Mayor Anne Watson said she was hopeful of TIF approval, leading the way for other new development. She also pointed to several other projects already underway and others to follow that signaled that “Montpelier is open for business,” in the words of former Councilor Jean Olson.
Watson said a wide range of new projects was a sign of major change in the city landscape.
“On the larger picture, cities are living entities and they need to keep adapting and evolving,” Watson said. “I think it’s really exciting we’re seeing the next evolution of what Montpelier is going to look like.
“I think all of these projects are a reflection of our values, in that we value our downtown businesses and having a thriving economic downtown, and we value being outdoors,” she added.

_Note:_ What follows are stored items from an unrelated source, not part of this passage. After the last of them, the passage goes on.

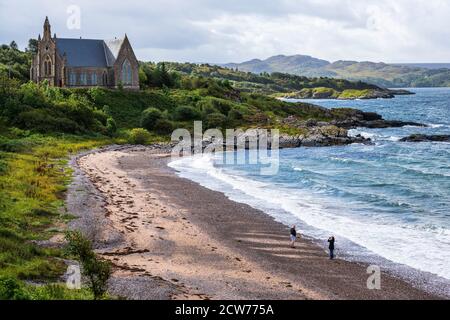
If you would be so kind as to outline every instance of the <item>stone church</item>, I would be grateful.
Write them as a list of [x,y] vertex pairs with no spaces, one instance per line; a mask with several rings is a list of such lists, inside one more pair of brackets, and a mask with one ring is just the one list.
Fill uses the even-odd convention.
[[106,87],[139,89],[139,63],[127,35],[123,39],[65,39],[51,36],[45,18],[44,35],[38,38],[30,78],[48,80],[66,88]]

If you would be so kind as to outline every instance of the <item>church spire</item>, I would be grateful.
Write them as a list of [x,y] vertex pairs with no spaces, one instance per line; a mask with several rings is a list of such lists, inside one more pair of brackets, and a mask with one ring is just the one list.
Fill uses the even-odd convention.
[[49,40],[52,38],[52,32],[50,27],[50,21],[48,21],[48,17],[45,17],[44,22],[44,39]]

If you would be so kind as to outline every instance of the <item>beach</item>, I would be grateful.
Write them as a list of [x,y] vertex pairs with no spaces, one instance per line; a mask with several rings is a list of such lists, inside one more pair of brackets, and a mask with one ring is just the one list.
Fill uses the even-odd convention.
[[110,292],[129,299],[434,299],[311,239],[289,247],[289,227],[224,194],[178,177],[159,149],[118,147],[73,162],[68,210],[114,272]]

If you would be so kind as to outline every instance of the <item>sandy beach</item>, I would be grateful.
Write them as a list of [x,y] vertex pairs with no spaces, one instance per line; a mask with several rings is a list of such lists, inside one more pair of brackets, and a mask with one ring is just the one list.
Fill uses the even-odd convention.
[[330,261],[312,241],[289,247],[267,214],[178,177],[149,148],[76,159],[72,228],[114,265],[111,293],[130,299],[433,299],[382,274],[369,290],[364,264]]

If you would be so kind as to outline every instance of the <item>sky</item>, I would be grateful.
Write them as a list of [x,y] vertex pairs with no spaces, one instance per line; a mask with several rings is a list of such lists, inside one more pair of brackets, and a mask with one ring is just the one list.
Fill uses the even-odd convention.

Other major projects include:
— The Taylor Street transit center and housing complex, a $12.5 million project to build a bus terminal and housing complex with 30 apartments. It also includes a recreation path linking an existing path to the east with a new path between Granite Street and Gallison Hill Road. A Confluence Park at the junction of the Winnoski and North Branch rivers is also planned. Work on the project started this month.
— The Caledonia Spirits Distillery, a project of the Hardwick-based company to build a new, $9 million, 26,000-square-foot plant on 4.3 acres off Barre Street, across from Sabin’s Pasture. Supported by infrastructure improvements and a 10-year tax-stabilization agreement, the new distillery would create 25 to 30 new jobs paying an average of $30,000 a year, company officials said. Work began in July and is expected to be completed in fall 2019.
— The French Block Apartments, a revival of an 1875 Federal-style building on Main Street creating 18 studio and one-bedroom apartments — four market-rate rental units, nine affordable units based on income sensitivity, and five units for homeless people. Work on the $6.1 million project began in January and is expected to be completed Dec. 31.
“Cities around the country have really terrible shortages of affordable housing, so it makes me really proud to have a place that is going to be affordable,” Watson said. “It’s a step in the right direction, especially in terms of using our existing infrastructure wisely, after that building was empty for so long.”
Acknowledging the $10 million bond vote for the parking garage in November, Watson noted that officials hope to cover the cost with TIF financing and parking revenue over the life of the loan.
Voters will also be asked to approve a proposed $16.1 million upgrade to the wastewater treatment facility — and the possibility of another request for a $3.6 million “Organics-to-Energy” project to turn high-strength waste into fertilizer that would generate additional tipping fees to help pay for the project.